Market Basket, table calc, LOD calc, Workout Wednesday

By:**Rosario Gauna **@rosariogaunag

In Week 14 of Workout Wednesday, @AnnUJackson prepared us a frequency matrix challenge. Link to the Challenge

This challenge reminded me of the week 42 of last year published by @EmmaWhyte, referring to the analysis of market basket. Although the graphs presented in both challenges are different, the basic solution procedure is very similar.

The analysis of market basket is a common request, particularly in certain industries such as online retail, to make suggestions on what other product might be of interest to the customer at the time of purchase.

Next, I will list the main steps required:

**Step 1: Create an INNER-JOIN from the data table of “Orders” in Excel from SuperStore with itself.**

The graph requested in this challenge is a symmetric matrix of frequencies of the number of orders for each combination of Sub-Categories. The dimensions of the matrix show the need to perform an INNER-JOIN of the data table with itself through the “Order ID” dimension.

The variables of the second table used in the JOIN (Orders1) will be differentiated from the original table with the termination (Orders1).

**Step 2: Calculate the number of unique orders that are sold for each combination of Sub-Categories. This is the calculation of the frequency of orders.**

Unique Orders = COUNTD([Order ID]) |

**Step 3: Obtain the average sales for each of the Sub-Categories of the selected combination.**

Average Sales = SUM({FIXED [Row ID] : AVG([Sales])}) / [Unique Orders] |

Average Sales (Orders1) = IIF(ATTR([Sub-Category]) = ATTR([Sub-Category (Orders1)]), NULL, SUM({FIXED [Row ID (Orders1)] : AVG([Sales (Orders1)])}) / [Unique Orders]) |

I believe that the formulas of this step are crucial to achieve the correct numbers, so I will delve into its explanation and its relationship with the operation of the INNER-JOIN.

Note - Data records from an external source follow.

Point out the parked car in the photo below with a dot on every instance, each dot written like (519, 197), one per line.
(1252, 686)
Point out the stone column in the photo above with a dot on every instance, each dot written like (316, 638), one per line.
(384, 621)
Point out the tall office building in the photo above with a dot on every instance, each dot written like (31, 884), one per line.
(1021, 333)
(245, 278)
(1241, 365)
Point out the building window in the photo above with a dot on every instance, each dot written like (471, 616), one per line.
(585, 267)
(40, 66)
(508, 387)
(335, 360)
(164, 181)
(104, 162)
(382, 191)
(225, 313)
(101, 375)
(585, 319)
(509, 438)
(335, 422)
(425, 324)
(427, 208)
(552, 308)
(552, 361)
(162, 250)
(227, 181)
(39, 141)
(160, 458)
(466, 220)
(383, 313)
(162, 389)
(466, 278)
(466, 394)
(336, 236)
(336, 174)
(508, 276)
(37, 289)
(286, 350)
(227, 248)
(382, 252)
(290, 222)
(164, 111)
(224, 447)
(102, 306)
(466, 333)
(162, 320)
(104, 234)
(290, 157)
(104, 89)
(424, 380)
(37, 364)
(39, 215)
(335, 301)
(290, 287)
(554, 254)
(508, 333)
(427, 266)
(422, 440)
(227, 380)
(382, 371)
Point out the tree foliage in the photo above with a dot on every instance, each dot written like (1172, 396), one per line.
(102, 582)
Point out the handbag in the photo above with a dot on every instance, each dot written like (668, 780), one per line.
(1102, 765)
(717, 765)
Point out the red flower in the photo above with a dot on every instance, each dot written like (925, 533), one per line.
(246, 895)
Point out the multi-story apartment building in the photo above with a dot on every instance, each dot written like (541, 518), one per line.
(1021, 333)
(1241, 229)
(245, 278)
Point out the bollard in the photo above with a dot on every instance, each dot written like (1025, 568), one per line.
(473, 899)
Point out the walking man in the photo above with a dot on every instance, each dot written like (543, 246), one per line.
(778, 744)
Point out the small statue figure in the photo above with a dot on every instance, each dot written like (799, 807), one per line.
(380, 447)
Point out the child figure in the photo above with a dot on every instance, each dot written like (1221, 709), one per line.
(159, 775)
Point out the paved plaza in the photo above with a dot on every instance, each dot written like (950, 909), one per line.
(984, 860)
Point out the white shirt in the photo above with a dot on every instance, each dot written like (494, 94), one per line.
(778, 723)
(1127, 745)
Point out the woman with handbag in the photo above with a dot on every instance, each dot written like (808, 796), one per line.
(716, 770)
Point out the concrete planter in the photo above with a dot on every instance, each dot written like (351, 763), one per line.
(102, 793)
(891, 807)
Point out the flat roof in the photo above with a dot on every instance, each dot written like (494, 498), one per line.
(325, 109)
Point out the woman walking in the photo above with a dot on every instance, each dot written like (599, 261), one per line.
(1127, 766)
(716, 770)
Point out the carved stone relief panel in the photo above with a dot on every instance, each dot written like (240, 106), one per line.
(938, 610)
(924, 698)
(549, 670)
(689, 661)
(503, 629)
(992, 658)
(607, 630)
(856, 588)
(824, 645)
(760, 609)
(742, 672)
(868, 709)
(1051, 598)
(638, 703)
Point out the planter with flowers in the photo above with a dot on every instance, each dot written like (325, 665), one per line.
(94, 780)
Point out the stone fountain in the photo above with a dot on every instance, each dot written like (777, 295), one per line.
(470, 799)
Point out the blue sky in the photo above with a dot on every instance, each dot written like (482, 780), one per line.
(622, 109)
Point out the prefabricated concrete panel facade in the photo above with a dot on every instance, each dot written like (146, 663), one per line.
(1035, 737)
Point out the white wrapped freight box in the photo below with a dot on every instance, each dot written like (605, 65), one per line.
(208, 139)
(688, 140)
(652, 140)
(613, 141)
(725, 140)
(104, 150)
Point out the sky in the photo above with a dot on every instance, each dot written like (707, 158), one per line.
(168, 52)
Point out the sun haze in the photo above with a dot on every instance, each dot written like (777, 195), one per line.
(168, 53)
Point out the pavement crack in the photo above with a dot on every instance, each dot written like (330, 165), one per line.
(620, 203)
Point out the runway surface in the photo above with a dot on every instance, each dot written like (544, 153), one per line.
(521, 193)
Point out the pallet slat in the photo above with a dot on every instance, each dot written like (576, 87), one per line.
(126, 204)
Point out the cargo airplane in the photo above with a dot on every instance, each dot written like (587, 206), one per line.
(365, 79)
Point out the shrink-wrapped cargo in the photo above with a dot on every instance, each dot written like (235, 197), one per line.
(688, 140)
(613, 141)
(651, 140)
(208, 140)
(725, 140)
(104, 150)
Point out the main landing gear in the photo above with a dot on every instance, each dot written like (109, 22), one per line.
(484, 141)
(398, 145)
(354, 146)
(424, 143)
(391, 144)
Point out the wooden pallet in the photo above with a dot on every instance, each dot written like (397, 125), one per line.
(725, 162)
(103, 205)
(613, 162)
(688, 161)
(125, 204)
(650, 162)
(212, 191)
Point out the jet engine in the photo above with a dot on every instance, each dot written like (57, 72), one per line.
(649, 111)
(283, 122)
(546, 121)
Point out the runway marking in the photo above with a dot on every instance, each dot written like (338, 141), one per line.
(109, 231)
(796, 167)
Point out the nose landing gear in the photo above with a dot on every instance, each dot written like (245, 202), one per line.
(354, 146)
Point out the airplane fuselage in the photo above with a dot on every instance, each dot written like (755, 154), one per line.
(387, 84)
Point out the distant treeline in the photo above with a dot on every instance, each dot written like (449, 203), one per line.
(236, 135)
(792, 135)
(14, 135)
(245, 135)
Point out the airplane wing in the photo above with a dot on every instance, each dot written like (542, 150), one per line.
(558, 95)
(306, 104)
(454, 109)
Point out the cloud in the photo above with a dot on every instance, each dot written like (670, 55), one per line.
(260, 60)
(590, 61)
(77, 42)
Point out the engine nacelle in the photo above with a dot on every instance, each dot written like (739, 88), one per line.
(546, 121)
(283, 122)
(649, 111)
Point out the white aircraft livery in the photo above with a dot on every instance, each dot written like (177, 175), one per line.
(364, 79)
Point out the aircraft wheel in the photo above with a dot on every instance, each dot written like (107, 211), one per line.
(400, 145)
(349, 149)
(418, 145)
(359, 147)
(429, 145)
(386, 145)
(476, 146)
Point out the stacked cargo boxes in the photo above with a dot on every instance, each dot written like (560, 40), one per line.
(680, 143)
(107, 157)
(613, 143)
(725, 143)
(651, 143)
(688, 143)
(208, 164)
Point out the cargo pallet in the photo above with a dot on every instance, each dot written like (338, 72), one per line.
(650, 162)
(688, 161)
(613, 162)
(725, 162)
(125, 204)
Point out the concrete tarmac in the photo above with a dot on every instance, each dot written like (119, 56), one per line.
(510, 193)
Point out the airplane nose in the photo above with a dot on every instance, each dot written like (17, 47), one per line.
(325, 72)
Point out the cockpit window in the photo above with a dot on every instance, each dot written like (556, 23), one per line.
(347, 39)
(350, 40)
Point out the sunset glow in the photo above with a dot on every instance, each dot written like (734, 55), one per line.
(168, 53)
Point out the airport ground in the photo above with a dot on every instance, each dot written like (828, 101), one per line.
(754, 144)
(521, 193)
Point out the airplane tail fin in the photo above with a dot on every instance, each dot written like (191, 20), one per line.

When using the INNER-JOIN technique of a table with itself, caution should be exercised if the analysis is performed on an aggregate dimension, i.e. a Sub-Category can have several records of different products purchased within the same order or basket and causes the details of the second table of the INNER-JOIN to be repeated as a result of the JOIN.

If the requested challenge were about combinations of products instead of combinations of Sub-Categories, the required formulas would be quite simple because each line represents a product and at the product level there is no duplication. However, in this challenge the analysis is done at the level of Sub-Categories combination.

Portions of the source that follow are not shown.